Holy Scriptures

The Great Elixir

For all our new versions, revisions, commentaries, and despite the hype, the Bible has a bad press in many circles today. All right, it has been brought down from a pedestal and that is not always a bad thing. A realistic approach is usually an advantage. The rationalistic and academic appraisal of the text over the last couple of hundred years has borne much fruit, and yet for many the Bible has grown stale, all sense of transcendent respect for the revealed word of God has been lost. Ignorance and indifference have set in. Others have approached the sacred pages with an arrogant self-assurance. To paraphrase St Benedict (speaking of another matter) what pleases them they call holy and what goes against the grain they disallow. We need to pause and backtrack, in order to build up again and advance, as we should. Finding a morally acceptable way forward in our disintegrating civilization is dependent on an enlightened re-implementation of timeless biblical truth.

Awe and emulation

Some of the eulogies of Scripture from previous ages can at times seem remote. But where there is respect and awe, rightly perceived, there usually follows an attempt to emulate. For instance, Henry Vaughan, seventeenth-century Christian poet and person of prayer, knew without a doubt how central the scriptures needed to be in his life. Like many of us he met them in his early years then let their influence drift. Later he saw things differently. What he has to say about all this is not simply poetry, gifted though he is. He lived at a time of great upheaval and uncertainty and was brought up short by an experience of God. Scripture henceforth became his anchor and guiding principle. Perhaps he has something to say to our own time.

We will look at a short poem to be found in Vaughan’s Silex Scintillans, part one, written around 1650. It is simply entitled ‘Holy Scriptures’ The first two verses extol the Bible, in the poetic style typical of the metaphysical poets of his era, and of which he was himself a master:

Welcome dear book, soul’s joy and food! The feast
Of spirit’s; heaven extracted lies in thee.
Thou art life’s charter; the Dove’s* spotless nest
Where souls are hatched unto eternity.
In thee, the hidden stone, the manna lies;
Thou art the great elixir rare and choice;
The key that opens to all mysteries,
The Word in characters, God in the Voice.

* i.e. the Holy Spirit

Space will not allow for word-to-word commentary, but meditation on these verses can yield depths of relevant meaning if we approach things prayerfully, chewing slowly over the words. After all that is how we should behave towards Holy Scripture itself.

Engraved on stony hearts

Having thus eulogized the Bible – sincerely and meaningfully and not simply through a clever use of words – Vaughan brings the sacred book down to his own level in the third and last stanza. He knows his own sin and hardness of heart and wishes that the words of Scripture could be engraved permanently on that stony heart.

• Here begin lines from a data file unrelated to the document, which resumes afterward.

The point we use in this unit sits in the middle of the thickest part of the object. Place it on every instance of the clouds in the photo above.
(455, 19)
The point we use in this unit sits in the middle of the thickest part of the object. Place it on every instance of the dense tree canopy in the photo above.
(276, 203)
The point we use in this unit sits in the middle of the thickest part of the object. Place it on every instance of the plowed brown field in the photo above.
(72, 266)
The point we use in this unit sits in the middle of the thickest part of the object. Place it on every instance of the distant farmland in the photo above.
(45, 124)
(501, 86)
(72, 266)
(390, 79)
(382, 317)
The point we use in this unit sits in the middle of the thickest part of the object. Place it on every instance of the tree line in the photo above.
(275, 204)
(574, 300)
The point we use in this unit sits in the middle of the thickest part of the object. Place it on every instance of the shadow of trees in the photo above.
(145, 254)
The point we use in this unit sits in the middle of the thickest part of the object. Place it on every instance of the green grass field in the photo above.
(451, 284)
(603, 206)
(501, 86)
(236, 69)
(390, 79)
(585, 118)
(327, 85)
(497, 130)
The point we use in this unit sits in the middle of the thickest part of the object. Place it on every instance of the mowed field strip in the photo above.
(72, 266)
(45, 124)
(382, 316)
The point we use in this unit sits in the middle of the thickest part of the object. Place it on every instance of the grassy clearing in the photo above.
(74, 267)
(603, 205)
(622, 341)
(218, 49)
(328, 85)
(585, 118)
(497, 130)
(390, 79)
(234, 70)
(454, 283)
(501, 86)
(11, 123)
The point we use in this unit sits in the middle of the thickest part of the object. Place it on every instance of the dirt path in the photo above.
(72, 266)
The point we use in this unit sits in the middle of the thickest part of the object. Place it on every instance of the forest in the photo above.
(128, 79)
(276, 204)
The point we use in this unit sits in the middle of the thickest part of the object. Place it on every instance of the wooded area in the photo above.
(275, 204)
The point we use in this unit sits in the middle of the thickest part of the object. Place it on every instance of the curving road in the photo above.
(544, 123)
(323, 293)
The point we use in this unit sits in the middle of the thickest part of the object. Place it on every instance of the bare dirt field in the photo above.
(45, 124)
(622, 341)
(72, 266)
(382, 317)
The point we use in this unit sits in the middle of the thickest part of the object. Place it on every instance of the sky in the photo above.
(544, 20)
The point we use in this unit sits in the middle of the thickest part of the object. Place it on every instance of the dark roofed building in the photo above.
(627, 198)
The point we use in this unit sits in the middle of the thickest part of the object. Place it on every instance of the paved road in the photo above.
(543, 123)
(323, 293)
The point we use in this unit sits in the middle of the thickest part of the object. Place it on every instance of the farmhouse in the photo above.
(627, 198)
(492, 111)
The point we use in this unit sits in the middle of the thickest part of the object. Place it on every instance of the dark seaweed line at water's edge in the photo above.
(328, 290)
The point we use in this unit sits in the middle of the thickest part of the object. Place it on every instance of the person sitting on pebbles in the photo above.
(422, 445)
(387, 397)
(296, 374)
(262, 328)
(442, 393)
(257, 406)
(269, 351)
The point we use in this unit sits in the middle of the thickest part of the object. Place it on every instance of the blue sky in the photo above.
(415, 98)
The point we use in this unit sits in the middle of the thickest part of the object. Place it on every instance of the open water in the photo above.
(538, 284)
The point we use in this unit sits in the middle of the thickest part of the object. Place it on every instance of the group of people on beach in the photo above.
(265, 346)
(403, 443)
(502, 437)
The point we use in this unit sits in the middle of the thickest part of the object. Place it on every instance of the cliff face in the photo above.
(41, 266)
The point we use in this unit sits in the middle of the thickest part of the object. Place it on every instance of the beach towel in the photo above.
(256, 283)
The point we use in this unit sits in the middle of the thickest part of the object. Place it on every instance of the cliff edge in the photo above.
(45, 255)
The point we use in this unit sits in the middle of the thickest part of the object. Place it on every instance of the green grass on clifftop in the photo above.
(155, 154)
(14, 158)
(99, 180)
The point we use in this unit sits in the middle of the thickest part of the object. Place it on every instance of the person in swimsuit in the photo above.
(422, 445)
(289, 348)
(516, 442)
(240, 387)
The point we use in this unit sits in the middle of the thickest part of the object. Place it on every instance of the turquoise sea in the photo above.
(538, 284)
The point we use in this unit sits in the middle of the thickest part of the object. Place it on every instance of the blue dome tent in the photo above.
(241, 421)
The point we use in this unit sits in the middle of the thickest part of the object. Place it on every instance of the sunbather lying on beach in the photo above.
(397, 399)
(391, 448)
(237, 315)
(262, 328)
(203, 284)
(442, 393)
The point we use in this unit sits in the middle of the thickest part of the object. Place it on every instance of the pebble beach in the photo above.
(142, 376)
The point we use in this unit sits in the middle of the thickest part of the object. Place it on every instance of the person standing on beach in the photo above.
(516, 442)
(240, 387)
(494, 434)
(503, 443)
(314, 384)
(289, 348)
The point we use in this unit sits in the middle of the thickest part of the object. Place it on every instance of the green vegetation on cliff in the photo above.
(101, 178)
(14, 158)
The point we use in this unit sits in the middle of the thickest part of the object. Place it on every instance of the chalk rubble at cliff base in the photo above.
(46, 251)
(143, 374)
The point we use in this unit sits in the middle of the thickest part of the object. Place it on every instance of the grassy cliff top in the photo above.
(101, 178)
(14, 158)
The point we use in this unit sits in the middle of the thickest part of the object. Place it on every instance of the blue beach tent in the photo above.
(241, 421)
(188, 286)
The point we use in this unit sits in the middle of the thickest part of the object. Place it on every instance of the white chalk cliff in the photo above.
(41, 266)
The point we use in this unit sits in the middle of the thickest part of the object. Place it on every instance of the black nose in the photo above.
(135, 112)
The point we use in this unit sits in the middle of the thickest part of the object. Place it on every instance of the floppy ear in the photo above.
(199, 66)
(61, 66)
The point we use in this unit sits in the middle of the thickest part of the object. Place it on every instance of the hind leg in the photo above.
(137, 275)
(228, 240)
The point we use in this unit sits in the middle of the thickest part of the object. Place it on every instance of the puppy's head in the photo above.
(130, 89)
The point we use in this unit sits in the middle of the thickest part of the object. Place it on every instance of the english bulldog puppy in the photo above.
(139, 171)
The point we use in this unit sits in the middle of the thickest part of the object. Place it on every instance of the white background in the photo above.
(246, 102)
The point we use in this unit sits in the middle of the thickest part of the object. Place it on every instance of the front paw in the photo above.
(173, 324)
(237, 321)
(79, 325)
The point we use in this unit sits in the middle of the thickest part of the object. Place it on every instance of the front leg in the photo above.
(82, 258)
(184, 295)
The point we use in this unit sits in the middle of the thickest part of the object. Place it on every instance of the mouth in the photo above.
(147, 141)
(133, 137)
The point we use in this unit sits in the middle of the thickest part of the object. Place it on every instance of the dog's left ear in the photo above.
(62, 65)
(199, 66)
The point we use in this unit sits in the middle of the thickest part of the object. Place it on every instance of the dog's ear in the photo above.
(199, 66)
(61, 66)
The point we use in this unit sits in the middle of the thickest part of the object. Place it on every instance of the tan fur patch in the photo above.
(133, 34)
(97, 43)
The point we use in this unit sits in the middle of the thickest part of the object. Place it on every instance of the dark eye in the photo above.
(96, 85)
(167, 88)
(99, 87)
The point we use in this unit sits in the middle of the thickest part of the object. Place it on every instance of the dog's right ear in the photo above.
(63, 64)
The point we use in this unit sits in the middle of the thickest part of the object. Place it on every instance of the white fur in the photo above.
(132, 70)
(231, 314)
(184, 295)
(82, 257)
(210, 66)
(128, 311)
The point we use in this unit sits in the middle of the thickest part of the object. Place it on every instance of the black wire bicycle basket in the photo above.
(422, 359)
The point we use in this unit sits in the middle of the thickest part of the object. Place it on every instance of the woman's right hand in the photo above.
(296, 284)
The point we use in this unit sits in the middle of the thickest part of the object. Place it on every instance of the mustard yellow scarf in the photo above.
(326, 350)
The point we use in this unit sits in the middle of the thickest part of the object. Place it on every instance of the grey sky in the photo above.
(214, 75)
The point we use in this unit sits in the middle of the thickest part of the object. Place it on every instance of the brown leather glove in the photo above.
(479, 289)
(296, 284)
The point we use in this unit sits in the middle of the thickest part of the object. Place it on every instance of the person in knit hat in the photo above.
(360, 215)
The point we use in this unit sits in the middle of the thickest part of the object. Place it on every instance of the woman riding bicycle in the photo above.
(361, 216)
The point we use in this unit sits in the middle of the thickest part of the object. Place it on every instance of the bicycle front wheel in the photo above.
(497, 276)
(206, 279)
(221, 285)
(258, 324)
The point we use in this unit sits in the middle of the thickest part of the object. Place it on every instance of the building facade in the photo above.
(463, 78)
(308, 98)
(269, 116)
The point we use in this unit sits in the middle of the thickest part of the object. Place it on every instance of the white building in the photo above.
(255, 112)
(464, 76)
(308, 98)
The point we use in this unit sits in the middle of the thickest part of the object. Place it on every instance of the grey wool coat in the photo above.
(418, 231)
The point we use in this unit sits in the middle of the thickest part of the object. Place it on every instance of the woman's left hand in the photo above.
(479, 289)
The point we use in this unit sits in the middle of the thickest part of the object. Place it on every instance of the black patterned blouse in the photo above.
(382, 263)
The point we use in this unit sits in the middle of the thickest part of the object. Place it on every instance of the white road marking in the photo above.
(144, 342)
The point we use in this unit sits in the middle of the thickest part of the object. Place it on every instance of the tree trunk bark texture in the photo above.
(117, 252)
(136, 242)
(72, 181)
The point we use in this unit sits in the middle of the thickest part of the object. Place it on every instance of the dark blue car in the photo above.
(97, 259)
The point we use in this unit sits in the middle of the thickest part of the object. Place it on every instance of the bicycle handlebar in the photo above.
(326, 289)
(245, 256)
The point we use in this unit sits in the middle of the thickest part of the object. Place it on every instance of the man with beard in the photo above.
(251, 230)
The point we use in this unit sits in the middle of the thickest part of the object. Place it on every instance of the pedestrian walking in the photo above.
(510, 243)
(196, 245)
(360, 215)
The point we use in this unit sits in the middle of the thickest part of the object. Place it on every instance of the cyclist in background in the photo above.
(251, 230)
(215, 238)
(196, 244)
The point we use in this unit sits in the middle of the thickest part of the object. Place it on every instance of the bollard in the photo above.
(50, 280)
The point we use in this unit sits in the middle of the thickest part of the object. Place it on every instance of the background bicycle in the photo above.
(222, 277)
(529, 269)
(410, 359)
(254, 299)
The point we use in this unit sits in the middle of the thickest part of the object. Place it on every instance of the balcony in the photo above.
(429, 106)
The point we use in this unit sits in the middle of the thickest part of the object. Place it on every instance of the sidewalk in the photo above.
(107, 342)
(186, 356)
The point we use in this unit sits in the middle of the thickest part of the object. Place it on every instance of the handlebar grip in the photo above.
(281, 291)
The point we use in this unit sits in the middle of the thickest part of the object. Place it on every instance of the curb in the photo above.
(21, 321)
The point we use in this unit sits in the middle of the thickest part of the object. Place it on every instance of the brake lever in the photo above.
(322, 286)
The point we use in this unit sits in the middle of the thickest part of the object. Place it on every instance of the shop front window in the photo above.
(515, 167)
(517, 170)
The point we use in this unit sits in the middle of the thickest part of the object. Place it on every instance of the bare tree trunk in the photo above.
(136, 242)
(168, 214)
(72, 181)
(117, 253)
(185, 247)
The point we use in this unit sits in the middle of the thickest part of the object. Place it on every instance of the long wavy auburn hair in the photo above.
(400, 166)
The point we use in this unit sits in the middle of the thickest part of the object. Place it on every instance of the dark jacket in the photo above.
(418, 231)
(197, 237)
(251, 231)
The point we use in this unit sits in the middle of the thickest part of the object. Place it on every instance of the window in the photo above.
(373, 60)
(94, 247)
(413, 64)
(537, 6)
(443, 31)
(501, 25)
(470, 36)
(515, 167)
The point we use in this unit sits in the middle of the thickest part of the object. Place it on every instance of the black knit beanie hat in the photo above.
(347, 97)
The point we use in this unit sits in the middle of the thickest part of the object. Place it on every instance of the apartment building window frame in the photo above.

Then God would of necessity hear his prayer since he would be praying always with God’s own words. With acceptable familiarity he could remind God that his own Son had become one of us, had taken our sin upon him and done away with it. How then could God refuse to redeem and sanctify him?

O that I had deep cut in my hard heart
Each line in thee!** Then I would plead in groans
Of my Lord’s penning, and by sweetest art
Return upon himself the law and stones:
Read here, my faults are thine. The book and I
Will tell thee so; sweet Saviour thou didst die.

** i.e the Scriptures

A Sister from Holy Cross Convent, Rempstone.